Türkiye’nin Demokratik Suriye Güçleri’nin (DSG)’nin entegre olmayı reddettiğine dair savı da ileri sürdüğünü ifade eden Çiçek, “Külliyen yalan. Bakın, 10 Mart mutabakatı aynı zamanda entegrasyon mutabakatı olarak değerlendirilebilir. 1’inci maddesinde ne var biliyor musunuz 10 Mart mutabakatının? Siyasal katılım ilkesi var. E, parlamento seçimleri Suriye’de 6 bin kişinin oylamasıyla… Ya, 6 bin seçmen arkadaşlar! Bakın, size soruyoruz… Kıbrıs’taki seçimlere katılım azlığını ‘Kıbrıs Türklüğünü temsil etmiyor.’ diye eleştirdiniz ya, biz de şunu söylüyoruz: 6 bin Suriyeli seçmen Suriye’deki Suriye Kürt’ünü, Alevi’sini, Dürzi’yi, halkların ve inançlarının kaderini temsil etmiyor, kaderini temsil etmiyor. Türkiye’de, Afrin’de ve benzeri yerlerde göçmenler dönüşü bekliyor ama sizin savaş tezkereniz, tezkere üzerinden yaptığınız operasyonlar şu anda göçmenlerin geri dönüşünü engelliyor ve siz bu yönüyle, bu tezkereyle Türkiye’deki, Suriye’deki entegrasyon politikalarını baltalıyorsunuz” diye kaydetti.
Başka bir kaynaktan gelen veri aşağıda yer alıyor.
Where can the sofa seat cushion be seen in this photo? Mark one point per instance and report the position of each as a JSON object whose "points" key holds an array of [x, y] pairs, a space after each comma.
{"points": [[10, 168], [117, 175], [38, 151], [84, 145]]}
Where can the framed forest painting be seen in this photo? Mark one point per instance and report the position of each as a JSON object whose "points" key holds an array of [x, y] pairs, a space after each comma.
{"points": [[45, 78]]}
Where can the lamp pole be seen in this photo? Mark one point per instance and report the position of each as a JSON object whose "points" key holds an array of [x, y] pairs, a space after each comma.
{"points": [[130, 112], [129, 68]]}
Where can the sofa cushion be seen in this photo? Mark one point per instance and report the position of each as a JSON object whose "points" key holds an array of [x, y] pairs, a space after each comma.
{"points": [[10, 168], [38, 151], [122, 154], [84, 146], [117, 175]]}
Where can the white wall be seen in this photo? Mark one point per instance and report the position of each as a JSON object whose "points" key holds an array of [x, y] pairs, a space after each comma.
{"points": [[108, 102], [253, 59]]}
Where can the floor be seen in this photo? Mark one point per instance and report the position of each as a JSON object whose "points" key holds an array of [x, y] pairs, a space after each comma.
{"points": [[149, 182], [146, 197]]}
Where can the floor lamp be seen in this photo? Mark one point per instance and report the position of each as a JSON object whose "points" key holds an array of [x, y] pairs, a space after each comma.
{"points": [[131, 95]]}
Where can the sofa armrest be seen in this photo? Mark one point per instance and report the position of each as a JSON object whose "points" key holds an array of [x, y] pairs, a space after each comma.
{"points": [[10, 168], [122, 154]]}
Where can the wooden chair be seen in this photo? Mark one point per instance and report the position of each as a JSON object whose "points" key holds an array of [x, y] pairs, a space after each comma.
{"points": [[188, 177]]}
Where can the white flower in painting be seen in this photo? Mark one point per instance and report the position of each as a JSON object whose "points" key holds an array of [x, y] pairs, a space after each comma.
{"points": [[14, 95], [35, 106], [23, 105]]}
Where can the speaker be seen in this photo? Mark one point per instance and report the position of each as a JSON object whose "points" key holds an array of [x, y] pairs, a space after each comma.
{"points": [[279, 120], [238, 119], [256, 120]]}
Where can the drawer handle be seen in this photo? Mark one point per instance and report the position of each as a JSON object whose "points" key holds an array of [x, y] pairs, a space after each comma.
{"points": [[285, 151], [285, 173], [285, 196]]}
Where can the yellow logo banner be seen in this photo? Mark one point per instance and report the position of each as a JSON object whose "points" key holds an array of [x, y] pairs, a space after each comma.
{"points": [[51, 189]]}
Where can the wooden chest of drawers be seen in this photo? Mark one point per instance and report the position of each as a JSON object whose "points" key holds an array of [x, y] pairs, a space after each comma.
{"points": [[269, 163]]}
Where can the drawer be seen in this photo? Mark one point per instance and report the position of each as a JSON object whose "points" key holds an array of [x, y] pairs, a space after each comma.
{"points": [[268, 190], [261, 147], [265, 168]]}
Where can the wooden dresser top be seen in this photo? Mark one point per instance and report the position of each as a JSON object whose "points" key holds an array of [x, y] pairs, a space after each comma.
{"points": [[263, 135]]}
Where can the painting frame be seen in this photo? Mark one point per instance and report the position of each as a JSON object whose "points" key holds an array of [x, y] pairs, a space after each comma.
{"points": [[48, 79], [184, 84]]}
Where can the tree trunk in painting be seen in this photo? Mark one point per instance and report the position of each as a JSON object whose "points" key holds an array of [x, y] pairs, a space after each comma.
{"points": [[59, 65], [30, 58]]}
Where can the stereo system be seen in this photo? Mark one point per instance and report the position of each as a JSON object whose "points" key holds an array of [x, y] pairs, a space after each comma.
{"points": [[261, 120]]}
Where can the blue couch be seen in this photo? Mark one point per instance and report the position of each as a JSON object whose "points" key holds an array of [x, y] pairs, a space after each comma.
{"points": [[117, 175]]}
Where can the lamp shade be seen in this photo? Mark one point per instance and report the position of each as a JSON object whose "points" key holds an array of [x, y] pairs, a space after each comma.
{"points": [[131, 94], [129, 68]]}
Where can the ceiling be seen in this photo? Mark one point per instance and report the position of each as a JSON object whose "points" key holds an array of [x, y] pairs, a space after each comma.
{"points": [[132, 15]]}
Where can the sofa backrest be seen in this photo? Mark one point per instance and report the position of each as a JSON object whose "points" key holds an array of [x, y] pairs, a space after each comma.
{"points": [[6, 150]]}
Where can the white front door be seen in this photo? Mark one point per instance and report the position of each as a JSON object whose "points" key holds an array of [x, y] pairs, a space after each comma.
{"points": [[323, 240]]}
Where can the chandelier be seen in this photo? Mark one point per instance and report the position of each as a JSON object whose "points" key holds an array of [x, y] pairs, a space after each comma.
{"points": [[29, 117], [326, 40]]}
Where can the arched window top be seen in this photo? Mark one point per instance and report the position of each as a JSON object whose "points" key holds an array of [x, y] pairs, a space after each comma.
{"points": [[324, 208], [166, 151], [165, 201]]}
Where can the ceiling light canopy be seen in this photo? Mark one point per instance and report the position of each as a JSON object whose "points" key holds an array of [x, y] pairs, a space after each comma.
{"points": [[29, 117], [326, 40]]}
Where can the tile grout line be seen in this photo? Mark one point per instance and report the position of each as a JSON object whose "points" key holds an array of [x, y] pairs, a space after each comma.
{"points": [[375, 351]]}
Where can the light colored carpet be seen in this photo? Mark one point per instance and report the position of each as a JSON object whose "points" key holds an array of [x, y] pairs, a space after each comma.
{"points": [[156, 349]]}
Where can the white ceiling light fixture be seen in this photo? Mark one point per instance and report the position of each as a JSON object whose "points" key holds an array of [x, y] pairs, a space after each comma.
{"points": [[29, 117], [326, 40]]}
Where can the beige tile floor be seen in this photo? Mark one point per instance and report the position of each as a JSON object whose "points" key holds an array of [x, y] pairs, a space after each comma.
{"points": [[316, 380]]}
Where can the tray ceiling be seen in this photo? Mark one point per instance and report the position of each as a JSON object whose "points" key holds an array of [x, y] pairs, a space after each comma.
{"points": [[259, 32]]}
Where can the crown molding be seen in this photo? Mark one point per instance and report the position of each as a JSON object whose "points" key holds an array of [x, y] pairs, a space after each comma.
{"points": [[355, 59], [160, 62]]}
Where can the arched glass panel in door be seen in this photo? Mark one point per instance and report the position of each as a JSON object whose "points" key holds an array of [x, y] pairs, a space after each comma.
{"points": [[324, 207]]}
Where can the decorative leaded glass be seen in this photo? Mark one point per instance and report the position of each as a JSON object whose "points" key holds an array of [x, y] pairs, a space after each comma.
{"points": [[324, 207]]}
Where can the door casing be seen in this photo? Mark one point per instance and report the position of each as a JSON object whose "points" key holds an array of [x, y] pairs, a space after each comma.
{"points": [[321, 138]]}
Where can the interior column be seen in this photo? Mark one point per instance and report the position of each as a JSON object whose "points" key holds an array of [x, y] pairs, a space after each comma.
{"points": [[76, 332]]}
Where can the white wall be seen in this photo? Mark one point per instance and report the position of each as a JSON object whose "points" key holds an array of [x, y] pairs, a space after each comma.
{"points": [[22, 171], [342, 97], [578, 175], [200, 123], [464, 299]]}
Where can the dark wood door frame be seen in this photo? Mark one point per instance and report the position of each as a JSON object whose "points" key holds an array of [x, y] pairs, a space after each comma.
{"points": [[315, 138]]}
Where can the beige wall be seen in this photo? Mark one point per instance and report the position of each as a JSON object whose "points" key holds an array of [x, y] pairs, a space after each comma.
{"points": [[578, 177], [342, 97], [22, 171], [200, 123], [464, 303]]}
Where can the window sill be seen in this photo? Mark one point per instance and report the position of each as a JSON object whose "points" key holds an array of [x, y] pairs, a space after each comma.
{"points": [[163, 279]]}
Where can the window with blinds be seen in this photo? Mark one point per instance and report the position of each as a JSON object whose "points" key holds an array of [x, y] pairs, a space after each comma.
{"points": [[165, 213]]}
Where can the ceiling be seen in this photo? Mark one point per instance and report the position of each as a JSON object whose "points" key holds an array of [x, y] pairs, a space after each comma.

Oluç: Tezkere süreçle örtüşmüyor
DEM partili Hakkı Saruhan Uluç ise yaptığı konuşmada tezkerenin süreçle örtüşmediğini belirterek şunları kaydetti:
Kürt Halk Önderi Abdullah Öcalan’ın 27 Şubat’ta yaptı Barış ve Demokratik Toplum Çağrısı’na işaret eden Oluç, “Gelişen süreçle ve atılan adımlarla örtüşmeyecek biçimde hazırlanmış bir tezkere var karşımızda. Kürtlerin Suriye’de irade sahibi olmasını ve meşru haklarına kavuşma gayretlerini hedef aldığı çok açıktır bu tezkerenin. Kürtlerin sınır ötesinde de olsa kazanımlarının ortadan kaldırılması üzerine kurulmuş olan devlet paradigmasında hâlen zihniyetin değişmediği anlaşılmaktadır bu tezkereyle birlikte. Tehdit olarak öne sürülen Suriye Demokratik Güçleri, Birleşmiş Milletler tarafından ya da başka bir uluslararası aktör tarafından ‘terör’ kavramıyla tarif edilmemektedir, çok net olarak bunu bir kez daha vurgulayalım, biz de bu kavramla tarif etmiyoruz SDG’yi. Suriyeli Kürtler bölgedeki güçler arasında en donanımlı ve diplomatik açıdan en fazla olumlu ilgi gören aktörlerin başında gelmektedir.”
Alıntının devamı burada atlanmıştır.